Danziger-Isakov Lara A, Worley Sarah, Arrigain Susana, Aurora Paul, Ballmann Manfred, Boyer Debra, Conrad Carol, Eichler Irmgard, Elidemir Okan, Goldfarb Samuel, Mallory George B, Michaels Marian G, Michelson Peter, Mogayzel Peter J, Parakininkas Daiva, Solomon Melinda, Visner Gary, Sweet Stuart, Faro Albert
Department of Pediatric Infectious Diseases, Cleveland Clinic, Cleveland, Ohio 44195, USA.
J Heart Lung Transplant. 2008 Jun;27(6):655-61. doi: 10.1016/j.healun.2008.03.010. Epub 2008 Apr 24.
Risk factors, morbidity and mortality from pulmonary fungal infections (PFIs) within the first year after pediatric lung transplant have not previously been characterized.
A retrospective, multicenter study from 1988 to 2005 was conducted with institutional approval from the 12 participating centers in North America and Europe. Data were recorded for the first post-transplant year. The log-rank test assessed for the association between PFI and survival. Associations between time to PFI and risk factors were assessed by Cox proportional hazards models.
Of the 555 subjects transplanted, 58 (10.5%) had 62 proven (Candida, Aspergillus or other) or probable (Aspergillus or other) PFIs within the first year post-transplant. The mean age for PFI subjects was 14.0 years vs 11.4 years for non-PFI subjects (p < 0.01). Candida and Aspergillus species were recovered equally for proven disease. Comparing subjects with PFI (n = 58) vs those without (n = 404), pre-transplant colonization was associated with PFI (hazard ratio [HR] 2.0; 95% CI 0.95 to 4.3, p = 0.067). Cytomegalovirus (CMV) mismatch, tacrolimus-based regimen and age >15 years were associated with PFI (p < 0.05). PFI was associated with any prior rejection higher than Grade A2 (HR 2.1; 95% CI 1.2 to 3.6). Cystic fibrosis, induction therapy, transplant era and type of transplant were not associated with PFI. PFI was independently associated with decreased 12-month survival (HR 3.9, 95% CI 2.2 to 6.8).
Risk factors for PFI include Grade A2 rejection, repeated acute rejection, CMV-positive donor, tacrolimus-based regimen and pre-transplant colonization.
儿童肺移植术后第一年肺部真菌感染(PFI)的危险因素、发病率和死亡率此前尚未得到明确描述。
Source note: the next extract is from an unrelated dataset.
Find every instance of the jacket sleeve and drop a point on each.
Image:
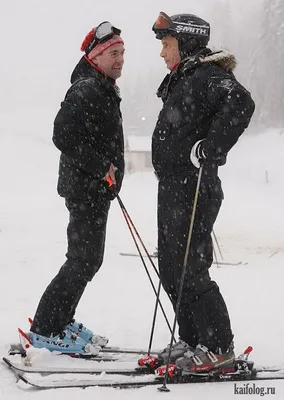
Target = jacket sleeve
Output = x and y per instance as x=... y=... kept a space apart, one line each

1988年至2005年进行了一项回顾性多中心研究,该研究获得了北美和欧洲12个参与中心的机构批准。记录移植后第一年的数据。对数秩检验评估PFI与生存率之间的关联。通过Cox比例风险模型评估发生PFI的时间与危险因素之间的关联。
在555例接受移植的受试者中,58例(10.5%)在移植后第一年内发生了62例经证实(念珠菌、曲霉菌或其他)或可能(曲霉菌或其他)的PFI。发生PFI的受试者的平均年龄为14.0岁,未发生PFI的受试者为11.4岁(p<0.01)。经证实的疾病中,念珠菌和曲霉菌的检出率相同。将发生PFI的受试者(n = 58)与未发生PFI的受试者(n = 404)进行比较,移植前定植与PFI相关(风险比[HR] 2.0;95% CI 0.95至4.3,p = 0.067)。巨细胞病毒(CMV)不匹配、基于他克莫司的治疗方案和年龄>15岁与PFI相关(p<0.05)。PFI与任何高于A2级的既往排斥反应相关(HR 2.1;95% CI 1.2至3.6)。囊性纤维化、诱导治疗、移植时代和移植类型与PFI无关。PFI与12个月生存率降低独立相关(HR 3.9,95% CI 2.2至6.8)。
PFI的危险因素包括A2级排斥反应、反复急性排斥反应、CMV阳性供体、基于他克莫司的治疗方案和移植前定植。